Je continue de considérer Sabalenka comme la favorite
S'il y a un endroit où elle peut se refaire la cerise et se comporter à nouveau en patronne, c'est toutefois bien à Flushing Meadows, son jardin depuis deux ans. Mats Wilander l'envisage d'ailleurs toujours comme la femme à battre dans ce tableau. "Je continue de considérer Sabalenka comme la favorite", nous dit l'ex-numéro un mondial, convaincu que la timidité de sa préparation estivale n'aura guère d'impact.
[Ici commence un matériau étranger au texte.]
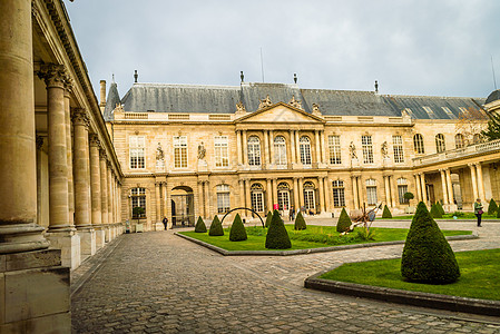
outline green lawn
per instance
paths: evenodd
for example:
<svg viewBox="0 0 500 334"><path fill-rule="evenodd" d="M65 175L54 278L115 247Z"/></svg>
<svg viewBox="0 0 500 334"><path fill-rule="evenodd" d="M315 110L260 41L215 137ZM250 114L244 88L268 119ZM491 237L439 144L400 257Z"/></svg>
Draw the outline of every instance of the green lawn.
<svg viewBox="0 0 500 334"><path fill-rule="evenodd" d="M355 232L341 236L335 226L314 226L307 225L305 230L294 230L293 225L285 225L288 236L292 240L291 249L308 249L330 247L337 245L381 243L404 240L408 228L382 228L372 227L375 232L374 240L362 240L356 237ZM231 242L229 230L224 229L223 236L209 236L208 233L180 232L180 234L212 244L226 250L268 250L265 248L266 229L262 227L246 227L248 239L244 242ZM443 230L445 236L470 235L471 230Z"/></svg>
<svg viewBox="0 0 500 334"><path fill-rule="evenodd" d="M455 253L461 277L447 285L404 282L401 258L350 263L320 278L470 298L500 301L500 249Z"/></svg>

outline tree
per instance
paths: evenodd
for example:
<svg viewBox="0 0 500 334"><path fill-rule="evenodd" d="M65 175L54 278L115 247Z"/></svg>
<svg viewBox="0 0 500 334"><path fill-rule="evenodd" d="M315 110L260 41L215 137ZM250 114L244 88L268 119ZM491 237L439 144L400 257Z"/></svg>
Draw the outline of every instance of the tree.
<svg viewBox="0 0 500 334"><path fill-rule="evenodd" d="M266 235L266 248L268 249L287 249L292 247L285 224L280 217L280 213L274 210L271 219L269 229Z"/></svg>
<svg viewBox="0 0 500 334"><path fill-rule="evenodd" d="M234 220L233 220L233 225L231 226L229 240L243 242L246 239L247 239L247 236L246 236L245 226L243 225L239 214L236 214L236 217L234 217Z"/></svg>
<svg viewBox="0 0 500 334"><path fill-rule="evenodd" d="M391 214L391 210L389 209L388 205L384 205L384 212L382 213L382 218L385 218L385 219L392 218L392 214Z"/></svg>
<svg viewBox="0 0 500 334"><path fill-rule="evenodd" d="M302 213L298 212L297 217L295 218L295 225L294 229L306 229L307 226L305 225L304 217L302 216Z"/></svg>
<svg viewBox="0 0 500 334"><path fill-rule="evenodd" d="M207 227L205 225L205 222L203 222L202 216L199 216L198 222L196 222L195 232L196 233L206 233L207 232Z"/></svg>
<svg viewBox="0 0 500 334"><path fill-rule="evenodd" d="M342 208L339 222L336 222L336 232L339 233L349 232L351 224L352 224L351 217L347 215L345 208Z"/></svg>
<svg viewBox="0 0 500 334"><path fill-rule="evenodd" d="M214 216L214 220L212 220L210 229L208 230L208 235L210 236L220 236L224 235L224 228L218 219L217 215Z"/></svg>
<svg viewBox="0 0 500 334"><path fill-rule="evenodd" d="M453 283L460 277L454 253L423 202L404 243L401 274L405 281L431 284Z"/></svg>

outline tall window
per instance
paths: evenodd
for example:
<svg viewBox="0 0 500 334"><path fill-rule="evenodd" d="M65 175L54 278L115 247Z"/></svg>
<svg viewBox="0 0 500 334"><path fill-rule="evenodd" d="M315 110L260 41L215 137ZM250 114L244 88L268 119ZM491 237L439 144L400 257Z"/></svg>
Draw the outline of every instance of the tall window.
<svg viewBox="0 0 500 334"><path fill-rule="evenodd" d="M363 164L373 164L372 136L361 136L361 147L363 148Z"/></svg>
<svg viewBox="0 0 500 334"><path fill-rule="evenodd" d="M341 136L329 136L330 164L341 165Z"/></svg>
<svg viewBox="0 0 500 334"><path fill-rule="evenodd" d="M261 184L254 184L251 187L252 208L257 213L264 212L264 191Z"/></svg>
<svg viewBox="0 0 500 334"><path fill-rule="evenodd" d="M344 181L341 180L332 181L332 188L333 188L333 206L334 207L345 206Z"/></svg>
<svg viewBox="0 0 500 334"><path fill-rule="evenodd" d="M425 151L423 149L423 137L420 134L413 136L413 147L415 149L415 154L423 155Z"/></svg>
<svg viewBox="0 0 500 334"><path fill-rule="evenodd" d="M290 209L290 186L287 183L277 185L277 206L281 210Z"/></svg>
<svg viewBox="0 0 500 334"><path fill-rule="evenodd" d="M400 204L408 204L410 200L404 198L404 194L408 193L408 181L405 178L399 178L398 183L398 197L400 198Z"/></svg>
<svg viewBox="0 0 500 334"><path fill-rule="evenodd" d="M131 188L130 189L130 200L133 208L133 218L146 217L146 188ZM134 213L135 207L141 207L144 214L137 215Z"/></svg>
<svg viewBox="0 0 500 334"><path fill-rule="evenodd" d="M301 150L301 163L303 165L311 165L311 139L308 137L301 137L298 139Z"/></svg>
<svg viewBox="0 0 500 334"><path fill-rule="evenodd" d="M138 136L130 136L129 138L129 155L130 155L130 168L139 169L145 168L144 151L145 151L145 138Z"/></svg>
<svg viewBox="0 0 500 334"><path fill-rule="evenodd" d="M438 134L435 136L435 150L438 153L442 153L447 150L447 147L444 145L444 136L442 134Z"/></svg>
<svg viewBox="0 0 500 334"><path fill-rule="evenodd" d="M394 163L404 163L403 138L401 136L392 136L392 148L394 150Z"/></svg>
<svg viewBox="0 0 500 334"><path fill-rule="evenodd" d="M187 137L174 136L174 167L187 167Z"/></svg>
<svg viewBox="0 0 500 334"><path fill-rule="evenodd" d="M217 213L225 214L229 210L229 186L217 186Z"/></svg>
<svg viewBox="0 0 500 334"><path fill-rule="evenodd" d="M261 166L261 140L256 136L248 138L248 165Z"/></svg>
<svg viewBox="0 0 500 334"><path fill-rule="evenodd" d="M311 181L306 181L304 184L304 206L307 212L310 209L314 212L314 209L316 208L314 184Z"/></svg>
<svg viewBox="0 0 500 334"><path fill-rule="evenodd" d="M286 140L283 136L274 138L274 164L286 166Z"/></svg>
<svg viewBox="0 0 500 334"><path fill-rule="evenodd" d="M229 166L229 156L227 154L227 136L215 136L215 167Z"/></svg>
<svg viewBox="0 0 500 334"><path fill-rule="evenodd" d="M366 180L366 202L367 205L376 204L376 181L373 178Z"/></svg>
<svg viewBox="0 0 500 334"><path fill-rule="evenodd" d="M465 144L463 141L463 135L462 134L457 134L454 136L454 147L455 148L462 148L464 146L465 146Z"/></svg>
"Je pense qu'elle n'accorde tout simplement pas autant d'importance aux tournois classiques qu'aux Grands Chelems, pointe-t-il. L'enjeu est immense pour elle et son équipe lui rappellera sans doute que l'objectif est trop important pour se laisser gagner par l'agacement et pour se disperser. L'idée est de 'simplement' de jouer au tennis. Et si elle impose son jeu physique, elle a une longueur d'avance sur toutes les autres joueuses."
À 28 ans, Aryna Sabalenka n'est pas encore à la croisée des chemins, mais cet US Open 2026 peut lui permettre tout à la fois d'écrire une page d'histoire et de chasser un semestre entier de doute. Ce serait un joli coup double pour un sacré triplé.